I got all hot and bothered when I saw console in there, and using $.global.console.log("hello"); works, in that it doesn’t throw an error, but I can’t find where the console it logs to is. It’s not the text in the info window like I was hoping, and it’s not the console in ESTK. Drat.

Interestingly all the variables that I’ve defined in any expression turn up inside the $.global object, except if they were defined with let or const, as you’d expect. However calling these variables like $.global.myvar doesn’t return anything.

to be continued…

If you’re wondering who the image at the top of the page is, it’s David Unaipon, Ngarrindjeri man, Australia’s Da Vinci, and old-school hacker. He’ll be recognisable to Australians as the bloke on the $50 note, hence the connection: hacker and dollars.
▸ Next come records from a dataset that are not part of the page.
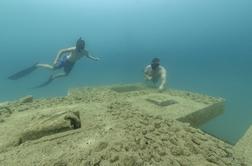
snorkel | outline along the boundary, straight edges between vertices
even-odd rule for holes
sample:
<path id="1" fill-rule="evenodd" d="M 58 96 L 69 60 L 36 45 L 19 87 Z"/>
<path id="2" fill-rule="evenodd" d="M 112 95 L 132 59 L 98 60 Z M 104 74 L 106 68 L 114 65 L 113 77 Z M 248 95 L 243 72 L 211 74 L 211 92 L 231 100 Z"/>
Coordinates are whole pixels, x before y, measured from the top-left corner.
<path id="1" fill-rule="evenodd" d="M 153 58 L 152 61 L 151 61 L 152 70 L 156 70 L 159 65 L 160 65 L 160 59 L 159 58 Z"/>
<path id="2" fill-rule="evenodd" d="M 81 52 L 85 48 L 85 41 L 81 37 L 76 42 L 76 50 Z"/>

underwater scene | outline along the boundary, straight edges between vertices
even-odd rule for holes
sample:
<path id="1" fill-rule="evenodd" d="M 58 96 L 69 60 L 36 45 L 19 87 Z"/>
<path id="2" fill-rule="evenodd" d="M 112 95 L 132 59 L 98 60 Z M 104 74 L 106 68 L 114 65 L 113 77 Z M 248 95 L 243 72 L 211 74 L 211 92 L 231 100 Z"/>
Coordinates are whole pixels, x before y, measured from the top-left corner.
<path id="1" fill-rule="evenodd" d="M 251 7 L 1 1 L 0 165 L 252 165 Z"/>

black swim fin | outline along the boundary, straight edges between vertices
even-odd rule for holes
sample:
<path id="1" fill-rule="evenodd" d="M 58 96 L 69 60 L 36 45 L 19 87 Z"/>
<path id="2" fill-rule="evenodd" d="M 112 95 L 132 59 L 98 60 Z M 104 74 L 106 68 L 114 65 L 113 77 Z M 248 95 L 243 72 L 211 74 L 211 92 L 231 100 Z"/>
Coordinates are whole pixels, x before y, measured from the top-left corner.
<path id="1" fill-rule="evenodd" d="M 33 72 L 35 69 L 37 69 L 37 67 L 36 67 L 37 64 L 38 64 L 38 63 L 35 63 L 34 65 L 32 65 L 32 66 L 30 66 L 30 67 L 28 67 L 28 68 L 26 68 L 26 69 L 23 69 L 23 70 L 21 70 L 21 71 L 15 73 L 15 74 L 9 76 L 8 79 L 10 79 L 10 80 L 18 80 L 18 79 L 20 79 L 20 78 L 22 78 L 22 77 L 24 77 L 24 76 L 30 74 L 30 73 Z"/>
<path id="2" fill-rule="evenodd" d="M 34 88 L 42 88 L 42 87 L 45 87 L 47 86 L 48 84 L 50 84 L 51 82 L 53 81 L 53 75 L 51 75 L 48 80 L 38 86 L 35 86 Z"/>

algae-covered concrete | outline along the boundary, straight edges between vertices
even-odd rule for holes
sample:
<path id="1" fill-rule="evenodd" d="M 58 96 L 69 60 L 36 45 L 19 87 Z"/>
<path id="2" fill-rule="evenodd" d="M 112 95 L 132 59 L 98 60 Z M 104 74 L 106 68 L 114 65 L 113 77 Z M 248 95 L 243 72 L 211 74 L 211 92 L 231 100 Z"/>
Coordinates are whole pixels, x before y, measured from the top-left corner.
<path id="1" fill-rule="evenodd" d="M 120 85 L 23 99 L 0 105 L 0 165 L 245 165 L 189 125 L 222 113 L 221 98 Z"/>

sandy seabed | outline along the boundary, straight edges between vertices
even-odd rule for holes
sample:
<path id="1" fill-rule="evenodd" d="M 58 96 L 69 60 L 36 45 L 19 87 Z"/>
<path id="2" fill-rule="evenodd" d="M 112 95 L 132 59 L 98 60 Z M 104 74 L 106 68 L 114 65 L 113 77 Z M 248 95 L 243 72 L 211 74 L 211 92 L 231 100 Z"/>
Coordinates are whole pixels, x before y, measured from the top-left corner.
<path id="1" fill-rule="evenodd" d="M 231 145 L 130 102 L 152 93 L 84 87 L 65 97 L 2 103 L 0 165 L 247 165 Z"/>

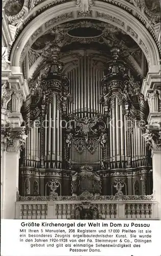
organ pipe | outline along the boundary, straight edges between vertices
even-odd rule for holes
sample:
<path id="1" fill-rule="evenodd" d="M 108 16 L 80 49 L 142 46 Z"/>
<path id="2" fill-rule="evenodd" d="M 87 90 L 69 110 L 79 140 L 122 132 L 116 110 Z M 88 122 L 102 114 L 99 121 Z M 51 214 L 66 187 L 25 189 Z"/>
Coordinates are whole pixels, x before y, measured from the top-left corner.
<path id="1" fill-rule="evenodd" d="M 99 103 L 100 95 L 102 94 L 100 81 L 104 76 L 104 71 L 98 69 L 95 64 L 94 66 L 94 63 L 91 57 L 82 56 L 78 59 L 77 66 L 75 66 L 67 73 L 70 80 L 70 93 L 73 99 L 69 105 L 68 113 L 75 114 L 79 117 L 84 117 L 86 115 L 88 117 L 92 117 L 97 113 L 104 114 L 104 108 Z M 61 117 L 60 110 L 57 106 L 58 102 L 58 94 L 54 93 L 52 102 L 49 104 L 44 118 L 43 146 L 47 168 L 61 167 L 62 161 L 64 161 L 64 159 L 62 159 L 62 152 L 65 144 L 62 147 L 64 139 L 62 129 L 60 126 Z M 107 127 L 109 153 L 106 157 L 111 163 L 127 160 L 127 157 L 129 156 L 127 147 L 129 146 L 128 140 L 130 140 L 131 144 L 132 161 L 146 157 L 143 133 L 138 127 L 135 120 L 133 133 L 128 138 L 127 118 L 123 112 L 122 104 L 119 103 L 117 96 L 114 99 L 111 120 Z M 41 140 L 40 131 L 33 125 L 31 131 L 29 131 L 27 140 L 27 165 L 36 165 L 36 162 L 40 161 Z M 78 168 L 80 165 L 87 163 L 99 170 L 100 161 L 104 157 L 102 152 L 102 147 L 99 144 L 94 153 L 91 153 L 86 147 L 80 153 L 72 143 L 68 156 L 76 168 Z"/>

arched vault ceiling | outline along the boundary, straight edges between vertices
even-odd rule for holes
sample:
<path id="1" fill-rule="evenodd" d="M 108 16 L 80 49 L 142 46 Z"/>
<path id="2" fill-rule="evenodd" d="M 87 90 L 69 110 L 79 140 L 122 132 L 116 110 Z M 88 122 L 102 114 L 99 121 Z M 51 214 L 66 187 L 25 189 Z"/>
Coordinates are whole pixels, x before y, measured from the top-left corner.
<path id="1" fill-rule="evenodd" d="M 43 56 L 48 54 L 49 47 L 53 43 L 61 48 L 61 58 L 64 54 L 69 55 L 69 52 L 72 54 L 74 50 L 92 48 L 98 50 L 106 61 L 109 60 L 111 48 L 119 47 L 120 57 L 129 63 L 136 73 L 143 75 L 142 50 L 129 35 L 111 24 L 89 19 L 76 20 L 51 28 L 39 35 L 36 40 L 33 39 L 28 52 L 30 76 L 37 68 L 37 62 L 40 67 L 43 62 Z"/>
<path id="2" fill-rule="evenodd" d="M 150 11 L 147 7 L 145 7 L 147 1 L 139 1 L 77 0 L 76 3 L 75 1 L 46 0 L 36 6 L 39 3 L 38 1 L 32 0 L 30 3 L 30 0 L 25 0 L 23 12 L 21 11 L 24 13 L 21 22 L 16 24 L 16 15 L 13 18 L 12 16 L 10 17 L 10 22 L 11 24 L 14 22 L 14 25 L 17 26 L 15 40 L 10 49 L 10 60 L 12 65 L 20 65 L 26 53 L 40 36 L 53 28 L 54 30 L 55 27 L 62 23 L 84 18 L 108 23 L 121 29 L 139 46 L 150 66 L 157 65 L 159 55 L 153 26 L 158 16 L 156 12 L 155 13 L 157 9 L 154 5 L 151 6 L 151 13 L 153 11 L 152 17 L 155 19 L 154 18 L 150 24 L 150 19 L 147 17 L 147 13 Z M 28 6 L 29 9 L 27 7 L 28 2 L 30 5 L 30 7 Z M 142 4 L 141 6 L 141 4 Z M 18 14 L 20 17 L 20 12 Z M 19 20 L 21 21 L 19 18 Z"/>

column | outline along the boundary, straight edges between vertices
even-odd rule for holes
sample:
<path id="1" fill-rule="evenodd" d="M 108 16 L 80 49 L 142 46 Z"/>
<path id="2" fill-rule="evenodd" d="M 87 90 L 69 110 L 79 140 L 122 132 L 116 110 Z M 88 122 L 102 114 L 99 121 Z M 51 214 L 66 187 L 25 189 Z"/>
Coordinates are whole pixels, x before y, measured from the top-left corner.
<path id="1" fill-rule="evenodd" d="M 3 134 L 1 130 L 1 215 L 2 219 L 4 218 L 4 199 L 5 199 L 5 188 L 6 183 L 5 177 L 5 163 L 6 163 L 6 139 Z"/>
<path id="2" fill-rule="evenodd" d="M 25 145 L 27 136 L 25 134 L 24 126 L 10 127 L 6 129 L 5 133 L 6 151 L 2 158 L 2 176 L 4 183 L 3 186 L 3 218 L 15 219 L 15 202 L 18 193 L 19 153 L 21 147 Z"/>
<path id="3" fill-rule="evenodd" d="M 29 94 L 27 81 L 16 68 L 13 68 L 13 73 L 12 67 L 2 72 L 1 213 L 2 218 L 11 219 L 15 218 L 20 150 L 27 137 L 25 127 L 21 126 L 20 110 L 23 100 Z"/>
<path id="4" fill-rule="evenodd" d="M 153 151 L 153 193 L 158 205 L 158 215 L 161 220 L 161 151 Z"/>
This blog is written on the stolen lands of the Wurundjeri people of the Kulin Nation, where sovereignty was never ceded. Always was, always will be.

6 comments

  1. What version of AE are you using? I’m running 2019 and not able to set variables on the global object, using the $ operator.

    Reply

    1. Currently running 17.0.1, AKA 2020. It requires the new JS engine, I’m not sure exactly when that was introduced.

      Reply

  2. Many thanks for sharing this STIB. I’ve just started with the basics but I’ll be digging into this a lot more. (It works fine in AE 16 )

    Reply

  3. This can not consistently work, you might get lucky and it might work in simple cases, but once you start mixing expressions dependent on time-varying streams with this so called global, nonsensical things will start to happen
    One of the main reasons this does not work, is because we may have multiple JS engines with their own app($) objects, so you might set the variable in one engine and not see it in other. The primary scenario for creating multiple JS engines is when a property’s expression depends on aother property’s expression, which is when this starts breaking. You see the breakage even sooner if properties are time varying, because then time-variant cache can’t hide the frailness of the situation.
    Creating variables is one thing, but creating functions like this is worse because all the setup we do to automatically allow thisLayer, thisProperty etc. wont work among other things.
    The correct way to do globals is to create them outside of the properties (to avoid evaluation order issues, lets say a console command) then prime all engines with them, and invalidate caches/re-prime them on updates etc. And probably much more than this, but requires quite a bit of thought.

    Reply

  4. Ouch – seems the _ADBE_LIBS_CORE part of $ is missing from version 17.1.1 – it turns up as undefined.
    Now, how to log to a file from a JSX file gets really muddy…
    I’m off to doing it with a system call and just echo into a file there, but it’s not a nice thing to miss.

    Reply

  5. Wow!! That is incredible and so useful! One step closer to a scripts getting implemented within expressions!